「電子書籍がもたらす学校図書館の利用者サービスと学びの変容」向井惇子(2017年12月 秋季研究発表会)

電子書籍がもたらす学校図書館の利用者サービスと学びの変容

向井惇子
(立命館大学大学院文学研究科博士課程前期課程)

 本発表は、電子書籍を導入した学校図書館の導入事例から電子書籍が学校図書館の利用者サービスと生徒の学びにどのような影響を与えるかについて考察を行い、学校図書館の利用者サービスと学びの変容について考察する。本研究の目的は、学校図書館の視点から出版ビジネスが今後どのように展開していくのか、またそれに伴い学校図書館の役割がどのように変化するのかについて明らかにすることである。

 研究方法としては、事例分析を行う。事例分析の対象は、日本体育大学柏高等学校である。分析対象校は、2016年2月から日本電子図書館サービスの電子図書館サービス「LibrariE」を導入した。また、電子書籍を生徒に提供する電子図書館と従来型の紙媒体の図書や逐次刊行物等の図書館資料を閲覧・貸出に供する来館型図書館の2つの運営をおこなっている。利用者行動の変化がどのように顕在化し、それが生徒の学びにどのような影響を与えたのかを、利用統計とインタビュー調査によって明らかにした。
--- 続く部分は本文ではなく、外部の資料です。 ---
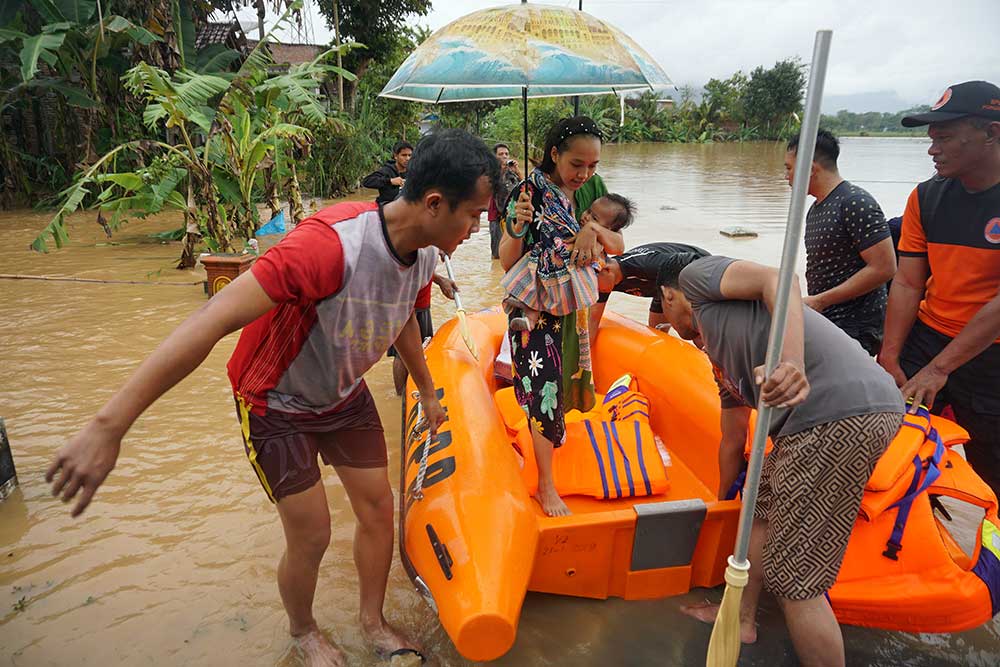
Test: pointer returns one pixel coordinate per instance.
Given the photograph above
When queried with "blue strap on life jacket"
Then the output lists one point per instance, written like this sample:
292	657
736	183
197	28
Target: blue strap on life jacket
597	455
737	487
925	473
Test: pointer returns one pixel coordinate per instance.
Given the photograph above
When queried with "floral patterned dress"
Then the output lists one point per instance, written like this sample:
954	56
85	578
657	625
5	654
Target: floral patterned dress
551	363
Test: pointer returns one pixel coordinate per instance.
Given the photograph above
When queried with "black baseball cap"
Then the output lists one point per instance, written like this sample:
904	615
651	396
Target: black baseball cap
972	98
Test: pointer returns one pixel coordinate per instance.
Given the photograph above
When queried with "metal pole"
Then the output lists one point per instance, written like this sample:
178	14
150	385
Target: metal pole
576	98
524	102
340	62
793	233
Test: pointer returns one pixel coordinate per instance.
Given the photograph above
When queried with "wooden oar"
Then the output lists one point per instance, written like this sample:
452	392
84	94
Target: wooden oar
463	325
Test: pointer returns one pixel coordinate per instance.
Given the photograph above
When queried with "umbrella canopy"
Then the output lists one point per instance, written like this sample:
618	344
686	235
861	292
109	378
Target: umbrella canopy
542	50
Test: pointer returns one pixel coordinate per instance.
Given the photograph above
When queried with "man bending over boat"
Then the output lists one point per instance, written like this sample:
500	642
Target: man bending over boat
319	309
634	272
835	413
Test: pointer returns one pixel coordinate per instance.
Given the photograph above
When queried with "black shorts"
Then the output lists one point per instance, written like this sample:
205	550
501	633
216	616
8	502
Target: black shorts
426	328
282	448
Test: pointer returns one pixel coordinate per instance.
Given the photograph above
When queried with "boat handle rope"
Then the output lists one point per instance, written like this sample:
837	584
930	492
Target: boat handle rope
418	484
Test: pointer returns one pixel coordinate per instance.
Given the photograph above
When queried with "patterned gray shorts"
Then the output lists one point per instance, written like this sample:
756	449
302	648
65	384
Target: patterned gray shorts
810	492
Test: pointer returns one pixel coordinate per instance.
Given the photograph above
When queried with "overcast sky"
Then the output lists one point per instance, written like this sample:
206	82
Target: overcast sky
886	54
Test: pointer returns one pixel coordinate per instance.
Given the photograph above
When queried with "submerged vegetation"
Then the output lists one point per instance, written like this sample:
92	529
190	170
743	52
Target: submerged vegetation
112	107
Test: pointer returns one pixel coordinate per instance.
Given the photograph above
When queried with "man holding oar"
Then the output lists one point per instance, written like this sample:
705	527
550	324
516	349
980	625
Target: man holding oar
835	412
319	309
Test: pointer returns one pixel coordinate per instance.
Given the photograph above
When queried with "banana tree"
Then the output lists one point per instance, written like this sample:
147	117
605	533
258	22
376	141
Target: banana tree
229	129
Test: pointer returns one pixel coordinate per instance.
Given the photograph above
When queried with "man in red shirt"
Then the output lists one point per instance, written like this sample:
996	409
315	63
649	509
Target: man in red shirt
317	311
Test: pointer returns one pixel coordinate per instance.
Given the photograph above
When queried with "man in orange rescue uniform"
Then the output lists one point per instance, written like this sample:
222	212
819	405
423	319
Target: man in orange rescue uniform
942	329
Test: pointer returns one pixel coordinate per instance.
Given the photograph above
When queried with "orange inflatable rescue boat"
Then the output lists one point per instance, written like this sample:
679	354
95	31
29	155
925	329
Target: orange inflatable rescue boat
640	474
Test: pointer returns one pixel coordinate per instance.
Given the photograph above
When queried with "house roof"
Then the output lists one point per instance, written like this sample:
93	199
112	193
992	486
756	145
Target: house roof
218	33
291	54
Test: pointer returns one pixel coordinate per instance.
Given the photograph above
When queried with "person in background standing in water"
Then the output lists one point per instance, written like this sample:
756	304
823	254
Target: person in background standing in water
510	176
317	311
942	329
849	251
391	176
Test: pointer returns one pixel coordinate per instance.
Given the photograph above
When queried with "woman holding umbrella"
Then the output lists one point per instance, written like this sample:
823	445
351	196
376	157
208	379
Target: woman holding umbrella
551	361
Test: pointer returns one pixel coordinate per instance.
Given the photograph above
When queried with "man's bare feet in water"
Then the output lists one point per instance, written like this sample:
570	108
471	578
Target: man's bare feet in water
706	613
551	503
389	642
317	651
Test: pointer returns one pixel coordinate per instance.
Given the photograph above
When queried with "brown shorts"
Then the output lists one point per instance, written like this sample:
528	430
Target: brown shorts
282	447
810	493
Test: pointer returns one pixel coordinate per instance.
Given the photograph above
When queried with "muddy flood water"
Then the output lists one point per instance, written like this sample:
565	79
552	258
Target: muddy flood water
174	562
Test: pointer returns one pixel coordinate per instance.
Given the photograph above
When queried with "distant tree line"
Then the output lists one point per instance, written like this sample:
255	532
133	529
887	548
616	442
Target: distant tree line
872	122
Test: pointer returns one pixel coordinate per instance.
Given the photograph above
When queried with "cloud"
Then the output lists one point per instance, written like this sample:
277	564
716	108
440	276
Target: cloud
910	48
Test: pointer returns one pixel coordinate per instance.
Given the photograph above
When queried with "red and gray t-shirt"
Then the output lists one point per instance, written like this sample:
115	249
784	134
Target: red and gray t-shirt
343	296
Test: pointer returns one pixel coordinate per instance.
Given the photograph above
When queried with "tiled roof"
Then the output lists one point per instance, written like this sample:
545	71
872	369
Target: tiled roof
291	54
214	33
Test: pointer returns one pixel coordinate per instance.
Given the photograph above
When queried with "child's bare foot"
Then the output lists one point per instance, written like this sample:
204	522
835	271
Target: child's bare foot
706	613
317	651
520	324
551	503
389	642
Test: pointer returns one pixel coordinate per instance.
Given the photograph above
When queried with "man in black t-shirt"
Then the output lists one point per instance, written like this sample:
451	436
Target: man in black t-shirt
849	250
634	272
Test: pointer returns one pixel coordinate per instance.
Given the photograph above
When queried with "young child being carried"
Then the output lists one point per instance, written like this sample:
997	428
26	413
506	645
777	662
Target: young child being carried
545	280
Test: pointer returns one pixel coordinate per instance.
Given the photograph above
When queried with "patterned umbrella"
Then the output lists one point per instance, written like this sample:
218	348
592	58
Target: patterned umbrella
524	51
 日本体育大学柏高等学校は、来館型図書館(メディアセンター)を創設時より運営しており、1997年に現在の場所に移設した。メディアセンターの蔵書数は2017年10月25日時点で32,385冊である。また、電子図書館(日体デジタルライブラリー)は2016年5月より導入された。日体デジタルライブラリーのタイトル数は2017年11月1日時点で858タイトルである。そのうち、購入タイトルは726タイトル、独自タイトルは132タイトルであった。独自タイトルは主に、センター試験の過去問題、柏高等学校の進路指導部が発行している『未来を拓く』という進路指導用のコンテンツである。

 利用統計の結果として、導入初年度はメディアセンターの貸出冊数が電子図書館の貸出点数のほぼ2倍であったが、導入2年目の2017年度はメディアセンターと電子図書館の利用者数・貸出点数ともにほぼ同数であった。これは、「朝の読書活動」の時間に読まれる文芸書だけでなく、「卒業論文」や「進路指導部の資料」といった学校独自のコンテンツや「大学入試過去問題集」を電子図書館で閲覧できるようになり、アクセス制限なく貸出が可能になったことが考えられる。これに加え、電子図書館導入初年度の電子図書館ガイダンス率が平均30%であったのに対し、導入2年目は新入生には電子図書館ガイダンスを100%実施したことも要因の一つと考えられる。また、校舎内全域にWiFi環境を整備し、生徒・教職員全員がiPad-miniを使って電子図書館を利用できることも、在校生が電子書籍を多読することに貢献している。

 さらに、授業において電子書籍を積極的に利用する教員の存在も大きい。例えば、社会科において、定期的に情報が更新されるガイドブック等を使ってレポートを作成する授業がある。紙での書籍は情報が古いものがあるが、電子書籍では常に最新のコンテンツを用意することができる。過去、紙で受入を行ったガイドブックも来館型図書館にはあり、電子書籍での提供も行っている。生徒たちは、自身の好きな方法で情報にアクセスし、授業に参加していた。

 しかしながら、2学年から3学年に、1学年から2学年になる継続利用の生徒の利用率は、最大3分の1に減少していることが明らかになった。これは、導入2年目において、継続利用者の2学年、3学年に対し、電子図書館ガイダンスを実施しなかったためと考えられる。インタビュー調査を行った学校図書館司書教諭は「継続利用者へも引き続き学校図書館のガイダンスを行っていく」と述べている。

 学校図書館での電子書籍貸出サービスはまだ始まったばかりである。電子書籍の高校生向けコンテンツ数も未だ十分とは言えない。しかし、出版ビジネスにとっても新たな利用者の獲得や商用コンテンツの開発は重要な取り組みになると思われる。

 今回の調査から、電子図書館は探求型学習など、教育に寄与する学校図書館の新たな利用者サービスを広げる可能性があることが明らかになった。

 今後の課題として、電子出版を活用して学校図書館の利用者サービスの実証実験を行い、学校司書・学校図書館司書教諭や学校教職員、在学生に対してアンケート調査・インタビュー調査を通じて、学校図書館の今後の在り方について検討したいと考える。